Louis II, duke of Bourbon, was the leader of the Mahdia Crusade (1390) to North Africa.
Louis was the son of Peter I, duke of Bourbon, whom he succeeded in 1356, and a brother-in-law of King Charles V of France, who was married to his sister Jeanne. After the king’s death (1380), Louis became the favorite counselor of his nephew Charles VI. In 1387 Louis was made universal heir to his aunt Marie, titular Latin empress of Constantinople and widow of Robert of Taranto, prince of Achaia. From this time Louis cherished dreams of becoming prince of Achaia and king of Cyprus and of going to Jerusalem.
When the Genoese asked for French help against the pirates of Tunisia at the end of 1389, Louis was chosen to lead the crusade. The French forces departed from Marseilles and joined the foreign troops at Genoa. The fleet, under the command of a Genoese admiral, set sail at the beginning of July 1390 and stopped at the little island of Conigliera in order to refresh the troops and to decide on the plan of operations. The Genoese imposed their choice of objective: the city of Mahdia (mod. al-Mahdiya, Tunisia). The landing took place at the end of July on the isthmus between the town and the mainland.
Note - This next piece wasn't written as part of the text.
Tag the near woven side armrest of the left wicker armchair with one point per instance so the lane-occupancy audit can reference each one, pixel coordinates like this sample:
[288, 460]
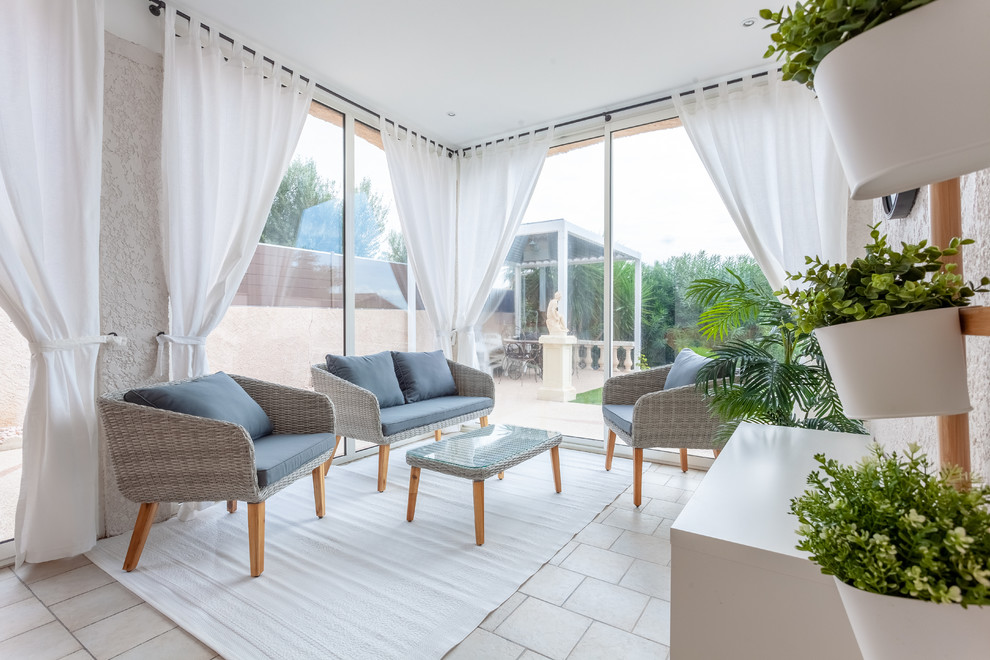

Although the crusaders occupied a good position to blockade the city, they were not suitably equipped to besiege such a well-fortified place. A war of skirmishes, glorified by the Latin chroniclers, followed. After a failed assault, the Genoese and Tunisians negotiated a ten-year truce, which was accepted by Louis, despite the fact that the crusaders’ aim had been to make conquests. The siege had lasted for two months. On the return journey, the Genoese used the crusade army to secure several places in Sardinia and Italy, arguing that pirates were victualing there. Louis was unwilling to land at Genoa, and returned home via Marseilles.